Esporte

Ela nadou de Salvador até Morro de São Paulo: “Queria ter uma história”

Eu aprendi a nadar antes de aprender a andar. A natação sempre esteve presente na minha vida. Há 21 anos, depois que saí de São Paulo e me mudei para a Bahia, conheci a modalidade em águas abertas e me apaixonei. No mar, me sinto em casa. Em um fim de semana de 2019, participei de uma competição tradicional de Salvador, uma travessia de 12 quilômetros. A disputa foi no sábado e, no dia seguinte, lá estava eu de novo percorrendo a mesma distância, só por diversão. Naquele dia veio uma tempestade, as ondas encresparam, eu não enxergava um palmo à frente, levei o dobro do tempo para vencer o trajeto.
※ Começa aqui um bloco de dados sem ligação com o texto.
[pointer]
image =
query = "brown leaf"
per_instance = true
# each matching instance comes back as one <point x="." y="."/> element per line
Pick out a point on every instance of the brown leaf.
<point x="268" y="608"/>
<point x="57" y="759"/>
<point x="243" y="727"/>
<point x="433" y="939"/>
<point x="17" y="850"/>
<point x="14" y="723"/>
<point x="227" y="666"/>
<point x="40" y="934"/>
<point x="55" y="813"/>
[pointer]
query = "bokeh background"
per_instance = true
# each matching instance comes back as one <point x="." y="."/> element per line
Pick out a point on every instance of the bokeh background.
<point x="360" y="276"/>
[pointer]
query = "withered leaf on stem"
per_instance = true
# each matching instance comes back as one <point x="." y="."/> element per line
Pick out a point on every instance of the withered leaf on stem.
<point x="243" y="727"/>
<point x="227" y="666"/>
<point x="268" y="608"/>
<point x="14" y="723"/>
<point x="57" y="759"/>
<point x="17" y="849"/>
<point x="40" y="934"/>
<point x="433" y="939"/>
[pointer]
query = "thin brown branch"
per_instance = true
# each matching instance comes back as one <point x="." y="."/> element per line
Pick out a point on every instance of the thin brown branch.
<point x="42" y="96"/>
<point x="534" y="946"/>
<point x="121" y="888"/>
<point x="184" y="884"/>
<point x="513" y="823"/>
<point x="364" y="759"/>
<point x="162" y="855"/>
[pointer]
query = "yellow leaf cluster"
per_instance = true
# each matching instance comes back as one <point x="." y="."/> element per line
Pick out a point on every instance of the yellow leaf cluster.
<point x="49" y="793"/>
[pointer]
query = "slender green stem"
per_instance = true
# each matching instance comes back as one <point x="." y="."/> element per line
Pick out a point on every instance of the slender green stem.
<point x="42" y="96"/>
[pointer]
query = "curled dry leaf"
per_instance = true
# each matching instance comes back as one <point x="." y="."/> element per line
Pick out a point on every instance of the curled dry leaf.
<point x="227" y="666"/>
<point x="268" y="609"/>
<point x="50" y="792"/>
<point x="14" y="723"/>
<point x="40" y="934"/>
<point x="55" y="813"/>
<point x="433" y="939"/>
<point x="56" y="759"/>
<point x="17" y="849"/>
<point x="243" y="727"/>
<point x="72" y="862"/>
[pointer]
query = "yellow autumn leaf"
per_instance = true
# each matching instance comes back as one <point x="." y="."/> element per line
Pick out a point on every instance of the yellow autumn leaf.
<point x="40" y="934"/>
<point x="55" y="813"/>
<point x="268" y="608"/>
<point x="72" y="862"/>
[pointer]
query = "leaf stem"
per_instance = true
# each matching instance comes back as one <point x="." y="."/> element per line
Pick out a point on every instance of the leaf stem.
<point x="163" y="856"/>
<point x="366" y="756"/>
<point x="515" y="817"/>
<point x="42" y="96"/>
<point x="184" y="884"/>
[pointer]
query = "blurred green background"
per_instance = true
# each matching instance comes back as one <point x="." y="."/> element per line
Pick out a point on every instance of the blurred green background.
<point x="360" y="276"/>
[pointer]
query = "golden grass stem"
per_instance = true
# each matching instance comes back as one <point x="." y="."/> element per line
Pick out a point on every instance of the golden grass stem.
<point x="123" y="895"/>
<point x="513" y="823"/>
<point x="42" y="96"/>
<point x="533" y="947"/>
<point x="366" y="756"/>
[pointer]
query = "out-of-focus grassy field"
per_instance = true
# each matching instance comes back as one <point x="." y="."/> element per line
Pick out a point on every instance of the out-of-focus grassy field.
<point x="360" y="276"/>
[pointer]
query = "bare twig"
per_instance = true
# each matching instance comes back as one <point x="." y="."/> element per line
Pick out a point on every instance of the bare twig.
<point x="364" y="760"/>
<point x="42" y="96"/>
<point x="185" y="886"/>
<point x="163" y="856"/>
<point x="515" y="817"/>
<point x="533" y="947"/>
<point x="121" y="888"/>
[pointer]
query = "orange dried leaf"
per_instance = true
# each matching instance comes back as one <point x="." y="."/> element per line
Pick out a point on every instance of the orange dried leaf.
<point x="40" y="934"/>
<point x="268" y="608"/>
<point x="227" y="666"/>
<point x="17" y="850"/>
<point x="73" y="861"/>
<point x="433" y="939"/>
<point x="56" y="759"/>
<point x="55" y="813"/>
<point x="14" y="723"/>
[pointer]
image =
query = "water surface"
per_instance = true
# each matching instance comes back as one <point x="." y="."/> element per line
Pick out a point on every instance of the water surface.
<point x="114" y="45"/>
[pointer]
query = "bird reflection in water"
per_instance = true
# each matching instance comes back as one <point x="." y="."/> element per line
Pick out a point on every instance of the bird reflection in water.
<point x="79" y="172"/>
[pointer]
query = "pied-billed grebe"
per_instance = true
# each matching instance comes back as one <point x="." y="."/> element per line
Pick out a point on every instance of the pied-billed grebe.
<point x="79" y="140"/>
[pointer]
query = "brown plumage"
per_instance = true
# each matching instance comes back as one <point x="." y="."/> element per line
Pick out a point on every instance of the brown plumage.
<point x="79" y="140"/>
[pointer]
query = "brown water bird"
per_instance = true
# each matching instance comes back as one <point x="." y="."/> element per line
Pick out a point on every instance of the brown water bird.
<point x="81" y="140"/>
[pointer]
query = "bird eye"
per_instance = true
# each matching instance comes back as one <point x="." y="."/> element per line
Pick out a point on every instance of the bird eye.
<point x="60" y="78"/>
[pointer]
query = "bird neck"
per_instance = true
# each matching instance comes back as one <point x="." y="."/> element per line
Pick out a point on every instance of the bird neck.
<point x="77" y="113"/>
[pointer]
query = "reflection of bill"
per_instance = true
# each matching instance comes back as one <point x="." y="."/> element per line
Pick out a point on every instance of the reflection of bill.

Foi um desafio, mas ali decidi que queria virar ultramaratonista. Me chamaram de maluca, tentaram fazer com que eu mudasse de ideia. Mas já tinha decidido meu primeiro desafio: a prova dos Três Faróis, um trecho de 36 quilômetros. Treinei e fui a primeira mulher nesse circuito. Depois, pensei: “Agora eu quero nadar o dobro”. Acharam que eu tinha enlouquecido, uma vez mais. Decidi que nadaria de Salvador até Morro de São Paulo, rota muito arriscada, 60 quilômetros em oceano aberto. Pela previsão do meu ritmo, seriam pelo menos 24 horas no mar, algo que nunca tinha feito. O ineditismo, para mim e para a minha equipe, resultou em muitos, muitos erros.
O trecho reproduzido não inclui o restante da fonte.